Orthostatic hypotension, particularly when symptomatic, can lead to falling, which has significant associated morbidity, particularly in a frail elderly population.[42][43] According to several population-based studies, orthostatic hypotension is a risk factor for cardiovascular and all-cause mortality, usually due to associated diseases and underlying causes.[31][44] Orthostatic hypotension has been associated with the development of dementia and cognitive impairment, though the mechanisms underlying this association are uncertain. Recurrent episodes of hypotension and cerebral hypoperfusion may result in neuronal injury. It is associated with periventricular white matter lesion burden, which in turn is a marker of vascular cognitive impairment.[45] In addition, cognitive impairment and orthostatic hypotension can be both prodromal manifestations of an underlying neurodegenerative disease, such as dementia with Lewy bodies.[46]
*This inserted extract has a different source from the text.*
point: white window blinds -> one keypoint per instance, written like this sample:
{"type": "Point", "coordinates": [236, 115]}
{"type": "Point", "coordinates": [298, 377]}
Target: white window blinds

Autonomic dysfunction is a prevalent health problem that remains underdiagnosed, undertreated, and underappreciated across healthcare systems. In most cases, patients tend to have a late diagnosis when their symptoms are chronic and long-standing. The lack of acknowledgment from the general population and the medical community, diagnostic testing set in the development, and a finite set of extensively tested and validated drugs to offer, among other causes, make the field one of the most promising for research. Autonomic dysreflexia is a severe, potentially life-threatening condition affecting the cardiovascular system of patients exposed to various risk factors - ranging from painful/noxious stimuli to more subtle conditions (e.g., bowel or bladder obstructions). It can lead to cardiac ischemia, brain hemorrhage, seizures, and even death. Therefore, clinicians should remain cognizant, depending on the specific patient and clinical constellation of symptoms.

The diagnosis and management of autonomic dysfunction are complex and usually require an interprofessional team comprising specialists such as a neurologist, endocrinologist, internist, urologist, and cardiologist. The treatment is symptomatic and usually requires medications, which also have adverse effects. The outcomes and quality of life with autonomic dysfunction are poor.[47][48]